Caen, mercredi 14 juin 2017
Champagne ! Ce lundi de mars, on fête au restaurant notre décision de lancer notre projet. Dans deux mois, fin mai, le CDD de Léa se terminera et Vincent sera toujours en arrêt maladie. Nous pourrons alors nous jeter à corps perdus dans l’écriture, la réalisation et la production de notre docu. Deadline ? Six mois, un an au maximum. Y’a qu’à.
“Vous savez, j’ai vu des projets qui ont pris huit, dix ans !” À la Maison de l’image, une structure qui veut développer l’audiovisuel en Basse-Normandie, où on est venus chercher des conseils, on n’impressionne pas. Bien au contraire : on nous fait vite comprendre que des projets comme le nôtre, elle en vu passer.
“Oui, vous avez un thème, c’est bien. Mais vous n’avez pas de sujet. Vous n’avez pas de quoi faire un documentaire de création.”
On comprendra plus tard que, dans le langage des cinéastes, le sujet équivaut à peu près à ce que nous, journalistes, appelons un angle. M’enfin, jusque là, on le savait, qu’on n’était pas bien avancés. L’entretien aura toutefois eu le mérite de nous faire prendre conscience du long chemin qui nous attendait. Il fallait qu’on s’y mette.

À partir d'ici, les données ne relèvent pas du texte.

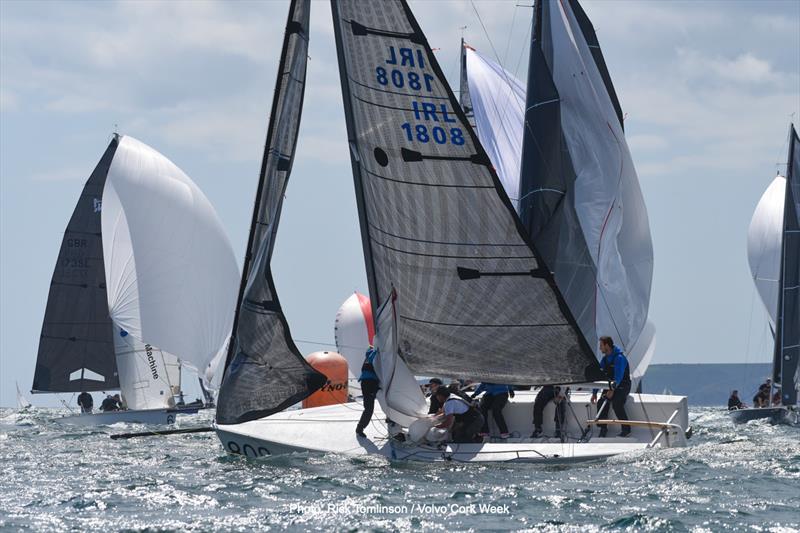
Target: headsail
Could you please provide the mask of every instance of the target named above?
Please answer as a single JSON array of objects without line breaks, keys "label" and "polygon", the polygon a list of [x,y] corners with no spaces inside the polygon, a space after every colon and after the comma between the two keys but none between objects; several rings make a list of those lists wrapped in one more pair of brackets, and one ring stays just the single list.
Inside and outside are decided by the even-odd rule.
[{"label": "headsail", "polygon": [[81,192],[50,282],[32,392],[119,388],[100,218],[115,137]]},{"label": "headsail", "polygon": [[397,289],[409,368],[600,377],[406,2],[332,7],[370,298],[376,308]]},{"label": "headsail", "polygon": [[773,361],[773,380],[781,385],[783,405],[797,403],[800,387],[800,138],[794,126],[789,137]]},{"label": "headsail", "polygon": [[520,216],[587,339],[633,346],[653,246],[622,116],[577,0],[538,0],[528,68]]},{"label": "headsail", "polygon": [[775,327],[778,313],[778,278],[783,242],[783,203],[786,178],[777,176],[761,196],[747,231],[747,260],[753,283]]},{"label": "headsail", "polygon": [[230,335],[239,277],[211,203],[172,161],[125,136],[101,219],[115,325],[205,368]]},{"label": "headsail", "polygon": [[[497,176],[519,209],[519,163],[525,122],[525,86],[503,67],[462,43],[461,79],[466,79],[475,132]],[[461,98],[464,104],[464,89]]]},{"label": "headsail", "polygon": [[217,401],[220,424],[285,409],[326,380],[292,341],[270,268],[300,127],[310,10],[310,0],[292,0],[289,7],[231,348]]}]

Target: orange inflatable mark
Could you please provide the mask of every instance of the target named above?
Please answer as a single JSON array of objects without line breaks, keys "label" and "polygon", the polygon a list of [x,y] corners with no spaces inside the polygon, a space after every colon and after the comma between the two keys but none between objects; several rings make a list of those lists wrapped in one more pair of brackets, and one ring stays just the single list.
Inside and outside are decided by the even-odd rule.
[{"label": "orange inflatable mark", "polygon": [[347,359],[336,352],[314,352],[306,361],[327,376],[317,392],[303,400],[303,409],[347,402]]}]

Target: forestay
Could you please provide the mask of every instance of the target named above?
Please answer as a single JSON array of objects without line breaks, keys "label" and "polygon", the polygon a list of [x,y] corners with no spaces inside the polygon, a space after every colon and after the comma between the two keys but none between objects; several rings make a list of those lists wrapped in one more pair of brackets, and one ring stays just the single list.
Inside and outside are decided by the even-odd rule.
[{"label": "forestay", "polygon": [[534,7],[520,215],[587,339],[628,350],[648,315],[653,248],[622,115],[576,0]]},{"label": "forestay", "polygon": [[172,161],[122,137],[103,191],[114,323],[198,369],[230,334],[238,268],[214,208]]},{"label": "forestay", "polygon": [[800,138],[789,132],[783,208],[783,250],[775,328],[774,381],[783,405],[795,405],[800,387]]},{"label": "forestay", "polygon": [[777,176],[761,196],[747,231],[747,260],[753,283],[774,329],[778,312],[778,277],[783,242],[786,178]]},{"label": "forestay", "polygon": [[100,234],[103,187],[117,145],[115,137],[64,232],[47,296],[33,392],[119,388]]},{"label": "forestay", "polygon": [[292,341],[270,268],[300,126],[310,9],[309,0],[293,0],[289,8],[236,322],[217,403],[220,424],[253,420],[285,409],[326,381]]},{"label": "forestay", "polygon": [[396,288],[410,370],[599,378],[407,4],[334,0],[333,18],[370,298]]},{"label": "forestay", "polygon": [[466,78],[475,131],[494,165],[497,176],[519,208],[519,164],[525,122],[525,86],[513,74],[474,48],[462,45],[462,80]]}]

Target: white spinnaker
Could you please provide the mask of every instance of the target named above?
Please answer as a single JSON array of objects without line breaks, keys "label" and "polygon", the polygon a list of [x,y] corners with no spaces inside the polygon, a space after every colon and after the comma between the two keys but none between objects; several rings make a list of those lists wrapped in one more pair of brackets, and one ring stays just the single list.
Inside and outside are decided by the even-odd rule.
[{"label": "white spinnaker", "polygon": [[777,176],[758,201],[747,231],[747,260],[761,302],[775,327],[778,312],[778,278],[783,243],[783,204],[786,178]]},{"label": "white spinnaker", "polygon": [[373,340],[370,339],[372,322],[370,305],[367,296],[356,292],[345,300],[336,312],[333,329],[336,351],[347,359],[350,376],[353,378],[361,374],[364,354],[367,353]]},{"label": "white spinnaker", "polygon": [[127,136],[102,205],[112,320],[205,368],[230,335],[240,277],[214,208],[174,163]]},{"label": "white spinnaker", "polygon": [[175,407],[173,394],[180,382],[172,381],[174,376],[169,367],[177,366],[177,357],[143,343],[116,324],[114,354],[125,407],[137,410]]},{"label": "white spinnaker", "polygon": [[628,349],[650,305],[647,209],[622,126],[575,15],[563,2],[544,7],[553,10],[553,80],[576,173],[575,211],[597,268],[596,329]]},{"label": "white spinnaker", "polygon": [[378,355],[373,364],[381,386],[378,403],[388,419],[409,427],[428,416],[428,404],[417,380],[397,351],[394,298],[387,298],[378,310],[375,326]]},{"label": "white spinnaker", "polygon": [[478,139],[519,211],[519,167],[525,124],[525,86],[490,59],[466,47],[467,81]]}]

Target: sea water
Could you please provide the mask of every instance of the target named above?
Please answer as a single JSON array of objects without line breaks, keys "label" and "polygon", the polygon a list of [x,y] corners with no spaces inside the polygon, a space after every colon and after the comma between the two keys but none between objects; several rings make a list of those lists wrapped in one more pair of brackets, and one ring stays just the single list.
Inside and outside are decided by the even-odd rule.
[{"label": "sea water", "polygon": [[[691,411],[686,448],[571,466],[226,454],[213,433],[112,441],[0,409],[5,530],[798,531],[800,428]],[[207,425],[211,414],[181,419]]]}]

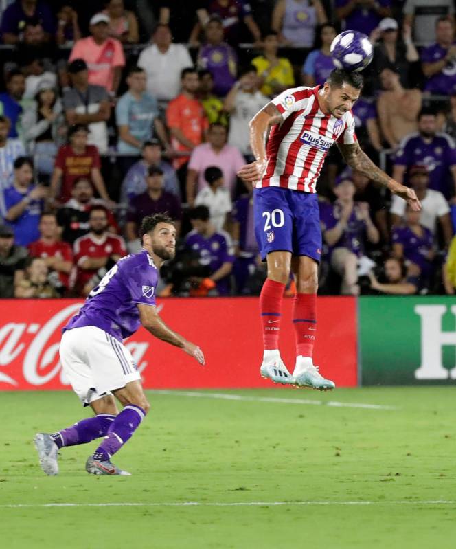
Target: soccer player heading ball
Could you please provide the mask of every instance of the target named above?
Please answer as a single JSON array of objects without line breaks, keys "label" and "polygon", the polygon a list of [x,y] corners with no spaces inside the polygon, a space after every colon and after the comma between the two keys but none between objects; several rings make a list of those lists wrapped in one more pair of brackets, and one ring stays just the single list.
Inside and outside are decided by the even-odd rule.
[{"label": "soccer player heading ball", "polygon": [[[260,372],[275,383],[320,390],[335,386],[320,374],[312,361],[322,244],[316,185],[330,147],[336,142],[351,168],[403,198],[413,210],[421,208],[415,192],[378,168],[358,144],[351,109],[363,83],[359,73],[334,69],[323,86],[286,90],[250,122],[256,160],[243,166],[238,175],[255,188],[255,234],[267,262],[267,278],[260,297],[264,346]],[[340,221],[336,225],[341,234],[345,223]],[[279,352],[282,296],[290,271],[297,291],[293,375]]]},{"label": "soccer player heading ball", "polygon": [[[95,415],[52,434],[38,433],[34,442],[41,468],[58,473],[57,455],[63,446],[104,437],[88,458],[86,470],[95,475],[129,475],[111,462],[149,410],[141,374],[122,341],[142,324],[152,335],[180,347],[204,364],[201,350],[173,332],[155,306],[159,269],[176,254],[176,229],[167,215],[143,219],[143,251],[119,260],[89,295],[79,313],[63,328],[62,368],[84,406]],[[115,396],[124,407],[118,414]]]}]

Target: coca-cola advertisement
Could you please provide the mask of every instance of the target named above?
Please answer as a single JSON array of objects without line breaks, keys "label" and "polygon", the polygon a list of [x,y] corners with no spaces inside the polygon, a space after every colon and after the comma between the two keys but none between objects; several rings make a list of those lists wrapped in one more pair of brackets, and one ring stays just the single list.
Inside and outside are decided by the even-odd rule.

Mais malgré toute la motivation du monde, ce n’est pas si facile de se lever le matin pour travailler sur un projet tellement flou qu’on n’a aucune idée de ce par quoi commencer. De tenter de trouver un rythme, 8h30 petit déjeuner, 9h début du travail, 19h pause sportive. Bon, rapidement, l’agenda se dérègle. C’est le problème quand on n’a pas besoin de réveil. Au départ, ça ressemble plutôt à ça : 10h lever, 10h30 petit déjeuner devant une série, 13h sortie du lit et sport l’après-midi. C’est vrai, quoi, à quoi bon se presser ? Est-ce qu’on n’a pas le droit, d’abord, de s’accorder quelques jours de vacances ? Léa va pointer au chômage, on pourrait d’abord profiter de ce temps libre que nous avons ensemble ? Et puis, de toute façon, à quoi bon commencer vraiment alors qu’on doit descendre dans le sud les deux dernières semaines de juin ?
Fallait-il qu’on s’inquiète ?
On essaie quand même d’avancer à petits pas. On prépare une liste de sujets qu’on pourrait réaliser sur le site ; on crée des outils pour nous organiser ; on rencontre des amis caennais qui nous expliquent le synopsis ; et on liste le matériel dont on va avoir besoin – à commencer par un appareil photo. Un professionnel, qui nous permettrait de faire de belles vidéos. On opte pour le Nikon D750 : Léa avait déjà un objectif d’argentique de cette marque, une focale fixe idéale pour les portraits qu’elle voulait continuer d’utiliser. On choisit de l’agrémenter d’un objectif 24-70mm et on file essayer le tout dans les rues d’Arromanches, pour la commémoration du 6 juin. Une petite merveille, qu’il nous faudra apprivoiser et accompagner d’un micro et d’un logiciel de montage vidéo. Pour commencer.
Rapidement, on trouve la protagoniste de notre future première vidéo de notre site Internet. L’algorithme de Facebook a bien cerné notre intérêt pour les pages liées au cancer, il nous montre celle de Lou, 16 ans, qui se bat contre un lymphome. Ancienne danseuse, elle prend des cours de sport en visioconférence. Une aubaine : la machine est lancée. Dès lors, les bonnes nouvelles s’enchaînent : l’association de Bonnebosq (14), Le Sourire d’Héléna, nous contacte à la suite d’un article sur le marathon de Vincent, elle est prête à nous aider ; les voisins des parents de Léa nous mettent en contact avec leur fille, qui travaille dans la recherche contre le cancer, à Rennes ; une inconnue rencontrée sur le chemin de la Loire à vélo nous conseille de nous rendre aux Rencontres du documentaire, en Bretagne. Alors, finalement, fallait-il qu’on s’inquiète ?
Les choses semblent trop bien se passer. On sait bien qu’à un moment, rien ne se déroulera plus comme on l’espère, que le fil rouge qu’on avait choisi ne correspond plus au message que l’on veut faire passer, que la scène que nous imaginions est trop compliquée à mettre en œuvre, que la boîte de production en laquelle nous avions placés nos espoirs nous refuse finalement le financement.
Mais en attendant, au commencement, et au fur et à mesure des rencontres et du soutien que nous recevons, tout nous pousse à croire en notre projet.